As per the Xinhua quoting NAPA that game-playing would be only allowed between 8pm to 9pm. Chinese children and teenagers are barred from online gaming on school days, and limited to one hour a day on weekend and holiday evenings, under government rules issued Monday.

So, from September 1st, video game companies will have to restrict gaming time to three hours a week- from 8 PM to 9 PM on Friday, Saturday and Sunday.

Online gaming has been one of the most vibrant and profitable sectors of China’s internet industry, generating billions in revenue from players who pay to take part in online quests, wars and adventures.

The NPPA, on its website, said it is narrowing the limits at the behest of parents.

Because of the game, addicted children are seriously harming their normal study, life, and mental and physical health. The new rules also reflect the government’s intensifying push for companies to jettison what the Chinese Communist Party says are unhealthy influences, especially among teenagers and children.
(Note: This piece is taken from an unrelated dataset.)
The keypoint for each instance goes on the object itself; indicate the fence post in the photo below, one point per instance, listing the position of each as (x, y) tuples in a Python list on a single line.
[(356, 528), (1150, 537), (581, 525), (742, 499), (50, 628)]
It also instructed gaming companies to prevent children playing outside these times. Earlier this month a state media outlet branded online games “spiritual opium.”

The video game industry in mainland China currently is one of the major markets for the global industry, where more than half a billion people play video games.

Revenues from China make up around 25% of nearly US $100 billion video game industry as of 2018, and since 2015 has exceeded the contribution to the global market from the United States.

Because of its market size, China has been described as the “Games Industry Capital of the World” and is home to some of the largest video game companies.

China has also been a major factor in the growth of esports, both in player talent and in revenue.

China’s Ministry of Education in April ordered online gaming companies to ensure that minors could not play from 10 p.m. each school night.